Exercise 6.1 Exercise 6.2 Exercise 6.3 Exercise 6.4

# Exercise 6.2

Question 1

Find the square of the following numbers

(i) 32 (ii) 35

(iii) 86 (iv) 93

(v) 71 (vi) 46

Sol :

(i) 32^{2} = (30 + 2)^{2 }

= 30 (30 + 2) + 2 (30 + 2)

= 30^{2} + 30 × 2 + 2 × 30 + 2^{2}

= 900 + 60 + 60 + 4

= 1024

(ii) The number 35 has 5 in its unit’s place.
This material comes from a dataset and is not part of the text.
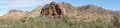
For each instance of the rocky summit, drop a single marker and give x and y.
(85, 12)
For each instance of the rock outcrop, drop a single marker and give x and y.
(51, 9)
Therefore,

35^{2} = (3) (3 + 1) hundreds + 25

= (3 × 4) hundreds + 25

= 1200 + 25 = 1225

(iii) 86^{2 }= (80 + 6)^{2}

= 80 (80 + 6) + 6 (80 + 6)

= 80^{2} + 80 × 6 + 6 × 80 + 6^{2}

= 6400 + 480 + 480 + 36

= 7396

(iv) 93^{2 }= (90 + 3)^{2}

= 90 (90 + 3) + 3 (90 + 3)

= 90^{2} + 90 × 3 + 3 × 90 + 3^{2}

= 8100 + 270 + 270 + 9

= 8649

(v) 71^{2 }= (70 + 1)^{2}

= 70 (70 + 1) + 1 (70 + 1)

= 70^{2} + 70 × 1 + 1 × 70 + 1^{2}

= 4900 + 70 + 70 + 1

= 5041

(vi) 46^{2 }= (40 + 6)^{2}

= 40 (40 + 6) + 6 (40 + 6)

= 40^{2} + 40 × 6 + 6 × 40 + 6^{2}

= 1600 + 240 + 240 + 36

= 2116

Question 2

Write a Pythagorean triplet whose one member is

(i) 6 (ii) 14

(iii) 16 (iv) 18

Sol :

For any natural number *m* > 1, 2*m*, *m*^{2} − 1, *m*^{2} + 1 forms a Pythagorean triplet.

(i) If we take *m*^{2} + 1 = 6, then *m*^{2} = 5

The value of *m* will not be an integer.

If we take *m*^{2} − 1 = 6, then *m*^{2} = 7

Again the value of *m* is not an integer.

Let 2*m* = 6

*m* = 3

Therefore, the Pythagorean triplets are 2 × 3, 3^{2} − 1, 3^{2} + 1 or 6, 8, and 10.

(ii) If we take *m*^{2} + 1 = 14, then *m*^{2} = 13

The value of *m* will not be an integer.

If we take *m*^{2} − 1 = 14, then *m*^{2} = 15

Again the value of *m* is not an integer.

Let 2*m *= 14

*m* = 7

Thus, *m*^{2} − 1 = 49 − 1 = 48 and *m*^{2} + 1 = 49 + 1 = 50

Therefore, the required triplet is 14, 48, and 50.

(iii) If we take *m*^{2} + 1 = 16, then *m*^{2} = 15

The value of *m* will not be an integer.

If we take *m*^{2} − 1= 16, then *m*^{2} = 17

Again the value of *m* is not an integer.

Let 2*m* = 16

*m *= 8

Thus, *m*^{2} − 1 = 64 − 1 = 63 and *m*^{2} + 1 = 64 + 1 = 65

Therefore, the Pythagorean triplet is 16, 63, and 65.

(iv) If we take *m*^{2} + 1 = 18,

*m*^{2} = 17

The value of *m* will not be an integer.

If we take *m*^{2} − 1 = 18, then *m*^{2} = 19

Again the value of *m* is not an integer.

Let 2*m *=18

*m *= 9

Thus, *m*^{2} − 1 = 81 − 1 = 80 and *m*^{2} + 1 = 81 + 1 = 82

Therefore, the Pythagorean triplet is 18, 80, and 82.